Final tax forms have been issued by the IRS. These forms – 1095-C, 1094-C, 1095-B, and 1094-C -- are available, along with instructions for filling out the forms on the IRS website. Information returns must be filed by February 28, 2016, if filed manually, or March 31, 2016, if filed electronically. Information statements to recipients are due to be provided by February 1, 2016.
Following are a few definitions of short-hand terms that you may need to know in order to determine whether your local government entity is required to file information forms with the IRS and, if so, which forms it is required to file. An “Applicable Large Employer” (“ALE”) is an employer with 50 or more full-time and full-time-equivalent (“fte”) employees. An “ALE member” is an employing entity that is considered to be part of an “affiliated service group” that includes one or more Applicable Large Employers. Let us assume, for example, that a city that is an ALE provides health insurance for its own employees and the employees of the local park district, which itself is not an ALE. Because the park district receives insurance services from the city, the park district is an “ALE member” for reporting (although not shared responsibility tax) purposes.

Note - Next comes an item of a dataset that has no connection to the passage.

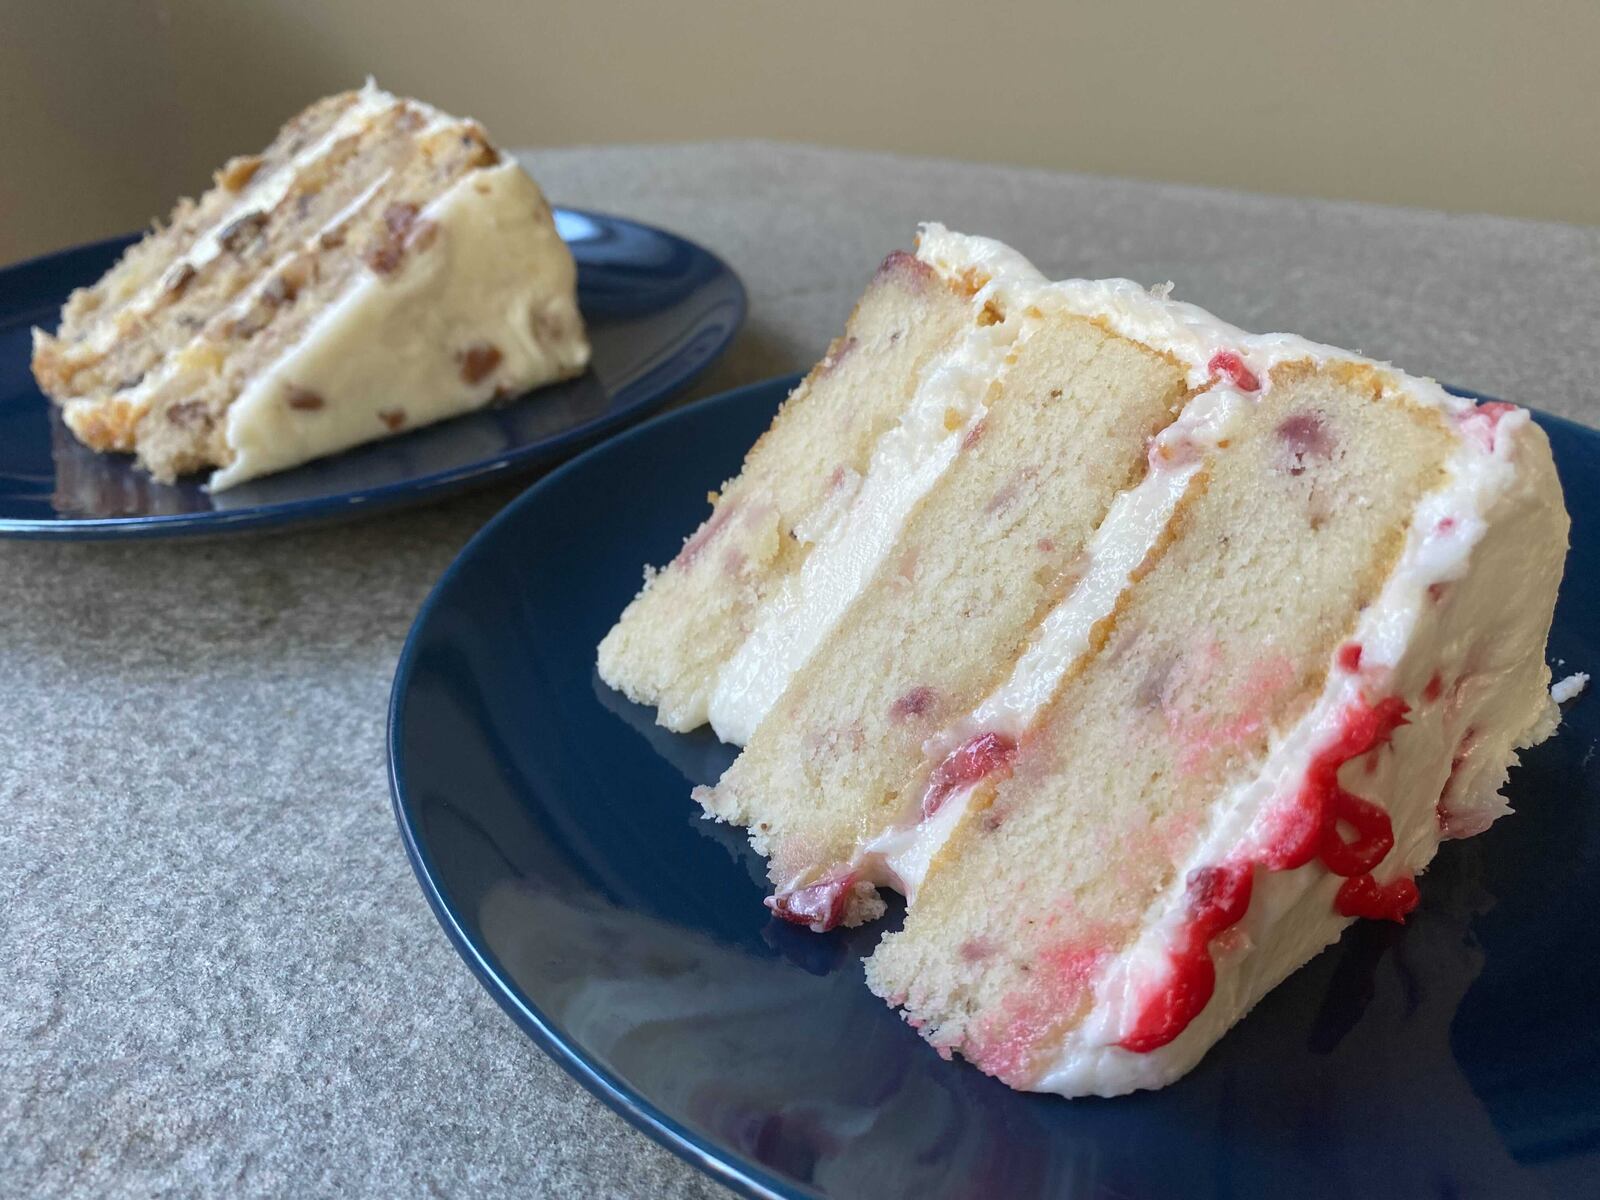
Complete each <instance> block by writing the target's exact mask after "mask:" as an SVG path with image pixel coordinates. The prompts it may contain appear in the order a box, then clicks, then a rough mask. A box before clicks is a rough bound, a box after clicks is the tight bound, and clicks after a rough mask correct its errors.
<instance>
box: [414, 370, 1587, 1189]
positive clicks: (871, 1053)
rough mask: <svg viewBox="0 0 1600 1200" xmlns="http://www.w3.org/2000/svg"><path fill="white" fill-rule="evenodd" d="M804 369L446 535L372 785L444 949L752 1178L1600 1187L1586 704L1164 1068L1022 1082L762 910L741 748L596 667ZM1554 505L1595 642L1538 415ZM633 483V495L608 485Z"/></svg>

By virtue of its status as an ALE member, the park district now has a filing requirement. It can file its own forms or it can designate another governmental entity – such as the city – to file the forms for the park district. The city does not have to accept the designation. If it does, then it becomes a “Designated Governmental Entity” or “DGE”, and it will file the applicable forms for the park district. If the city does not accept the designation, then the park district will have to file the reporting forms for its own employees.

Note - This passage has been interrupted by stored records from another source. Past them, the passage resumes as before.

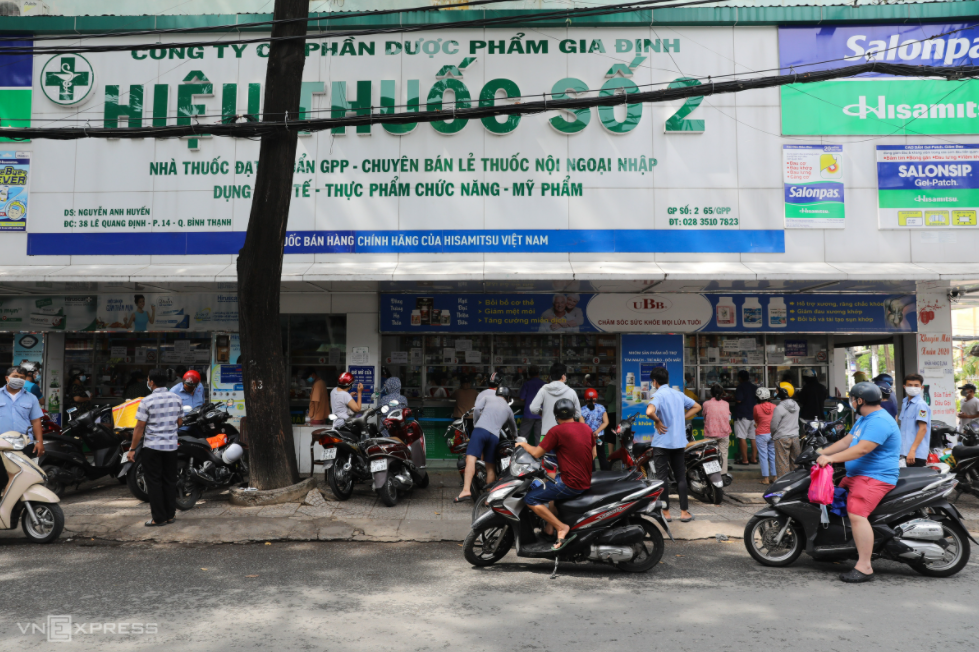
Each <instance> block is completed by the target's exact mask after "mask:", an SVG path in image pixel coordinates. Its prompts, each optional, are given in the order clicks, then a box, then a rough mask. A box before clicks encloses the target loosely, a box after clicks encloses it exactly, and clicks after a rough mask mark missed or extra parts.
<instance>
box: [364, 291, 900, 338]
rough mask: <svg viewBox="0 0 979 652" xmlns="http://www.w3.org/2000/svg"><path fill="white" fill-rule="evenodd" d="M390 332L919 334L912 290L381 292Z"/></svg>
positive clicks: (382, 329) (381, 328) (516, 332)
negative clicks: (611, 291) (463, 292)
mask: <svg viewBox="0 0 979 652" xmlns="http://www.w3.org/2000/svg"><path fill="white" fill-rule="evenodd" d="M380 322H381V323H380V330H381V332H384V333H551V334H560V333H595V332H608V333H678V332H679V333H690V332H697V331H708V332H773V333H775V332H810V333H833V332H876V333H891V332H914V331H915V330H916V328H917V321H916V317H915V301H914V297H913V296H910V295H880V294H853V295H842V294H825V295H820V294H805V295H801V294H790V295H772V294H764V295H762V294H759V295H754V296H752V295H743V294H742V295H729V296H722V295H704V294H638V295H630V294H577V293H559V294H512V295H496V294H431V295H410V294H409V295H406V294H382V295H381V305H380Z"/></svg>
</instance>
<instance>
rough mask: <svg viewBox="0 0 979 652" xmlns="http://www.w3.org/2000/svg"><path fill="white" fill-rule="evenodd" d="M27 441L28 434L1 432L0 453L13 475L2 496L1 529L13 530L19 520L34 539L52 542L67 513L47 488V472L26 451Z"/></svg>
mask: <svg viewBox="0 0 979 652" xmlns="http://www.w3.org/2000/svg"><path fill="white" fill-rule="evenodd" d="M27 444H28V440H27V437H26V436H24V435H22V434H20V433H17V432H13V431H11V432H5V433H4V434H3V435H0V456H2V457H3V467H4V469H5V470H6V471H7V476H8V478H10V481H9V484H8V486H7V488H6V491H5V492H4V494H3V498H2V499H0V529H5V530H12V529H14V528H15V527H17V522H18V521H20V523H21V527H22V528H23V530H24V534H26V535H27V538H29V539H30V540H31V541H33V542H35V543H50V542H52V541H54V540H55V539H57V538H58V536H60V535H61V531H62V530H63V529H64V527H65V515H64V512H62V511H61V506H60V505H59V504H58V496H57V495H56V494H55V493H54V492H53V491H51V490H50V489H47V488H45V487H44V482H45V480H47V477H46V475H45V473H44V471H43V470H42V469H41V467H39V466H38V465H37V464H35V463H34V462H33V461H32V460H31V459H30V458H29V457H27V455H25V454H24V448H25V447H26V446H27Z"/></svg>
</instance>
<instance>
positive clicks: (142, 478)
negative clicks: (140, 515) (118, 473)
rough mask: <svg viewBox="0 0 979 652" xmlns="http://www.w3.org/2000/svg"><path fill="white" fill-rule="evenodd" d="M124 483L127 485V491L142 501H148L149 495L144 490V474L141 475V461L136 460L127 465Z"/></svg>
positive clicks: (144, 490) (147, 501)
mask: <svg viewBox="0 0 979 652" xmlns="http://www.w3.org/2000/svg"><path fill="white" fill-rule="evenodd" d="M126 484H127V485H129V493H131V494H132V495H133V497H134V498H137V499H139V500H141V501H143V502H144V503H148V502H149V501H150V495H149V493H148V492H147V490H146V476H145V475H143V463H142V462H136V463H135V464H133V465H132V466H131V467H129V473H127V474H126Z"/></svg>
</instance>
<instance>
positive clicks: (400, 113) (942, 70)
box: [0, 61, 979, 140]
mask: <svg viewBox="0 0 979 652" xmlns="http://www.w3.org/2000/svg"><path fill="white" fill-rule="evenodd" d="M868 72H876V73H881V74H887V75H893V76H895V77H945V78H946V79H948V80H949V81H958V80H964V79H971V78H975V77H979V66H957V67H938V66H910V65H906V64H893V63H885V62H880V61H874V62H872V63H864V64H858V65H854V66H847V67H844V68H834V69H831V70H819V71H813V72H807V73H799V74H791V75H774V76H769V77H759V78H756V79H750V80H733V81H727V82H719V83H718V82H710V83H707V84H700V85H697V86H686V87H683V88H666V89H661V90H656V91H646V92H640V91H636V92H632V93H609V94H605V95H603V94H599V95H598V96H597V97H577V98H571V99H562V100H559V99H553V98H552V99H550V100H548V99H547V95H546V94H542V97H544V99H543V100H541V101H535V102H522V103H519V104H508V105H500V106H497V105H496V103H495V100H494V101H493V104H490V105H488V106H482V105H481V106H475V107H470V108H465V107H462V108H460V107H459V106H458V104H459V103H456V106H454V107H453V108H451V109H443V110H441V111H406V112H400V113H394V112H391V113H375V112H374V111H373V107H372V109H368V110H367V111H366V112H365V113H366V114H361V115H355V116H350V117H343V118H314V119H309V120H289V119H286V120H281V121H278V120H277V121H269V122H243V123H242V122H234V123H209V124H191V125H172V126H167V127H128V126H127V127H122V128H115V129H106V128H93V127H88V126H85V127H59V128H49V127H36V128H35V127H26V128H10V129H0V135H2V136H3V137H5V138H10V139H14V140H24V139H51V140H78V139H81V138H182V137H195V136H223V137H233V138H258V137H263V136H269V135H277V134H282V133H287V132H292V131H299V132H314V131H325V130H327V129H333V128H337V127H357V126H361V125H374V124H377V125H385V124H394V125H399V124H416V123H427V122H438V121H442V120H475V119H481V118H488V117H495V116H510V115H530V114H536V113H544V112H546V111H558V110H563V111H573V110H575V109H584V108H591V107H607V106H618V105H620V104H639V103H656V102H669V101H673V100H681V99H686V98H688V97H710V96H712V95H721V94H727V93H739V92H742V91H747V90H756V89H760V88H772V87H776V86H785V85H788V84H812V83H816V82H823V81H829V80H833V79H844V78H847V77H855V76H857V75H862V74H865V73H868ZM239 117H240V116H239ZM286 118H288V116H286Z"/></svg>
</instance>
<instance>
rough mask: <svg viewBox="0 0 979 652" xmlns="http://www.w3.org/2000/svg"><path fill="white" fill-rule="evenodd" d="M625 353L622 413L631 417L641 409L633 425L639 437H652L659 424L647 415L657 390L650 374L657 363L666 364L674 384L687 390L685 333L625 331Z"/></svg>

Very briefly, following is a summary of the reporting requirements, based upon the size of the employer and whether health care is provided through an insured health plan or through self-insurance:
- A small employer (less than 50 fte) that does not offer health insurance to its employees is not required to file reporting forms.
- A small employer with an insured health plan for its employees is not required to file forms 1095-C and 1094-C. But the insurer is required to file forms 1095-B and 1094-B.
- A small employer that is self-insured is required to file forms 1095-C and 1094-C. Generally, such employers are not required to file forms 1095-B and 1094-C.
- A small employer that is an ALE member and that has or whose employees who are covered by an insured plan must file forms 1095-C and 1094-C, either on its own or through a DGE. The insurer files forms 1095-B and 1094-B.
- An ALE with no health plan is required to file forms 1095-C and 1094-C, but not forms 1095-B and 1094-B.
- An ALE with an insured health plan is required to file forms 1095-C and 1094-C. The insurer files forms 1095-B and 1094-B.
- An ALE with a self-insured plan is required to file forms 1095-C and 1094-C. It generally is not required to file forms 1095-B and 1094-B.
Penalties for failure to file information returns are stiff -- $250 per return and $250 for a failure to provide a correct information statement to an employee who is reported on an information return. If the returns are to be filed by a DGE, the DGE has the responsibility not only to file the proper forms with the IRS but to provide the correct information statements (1095-C or 1095-B) to the employees of the governmental unit that delegated the reporting requirements to the DGE.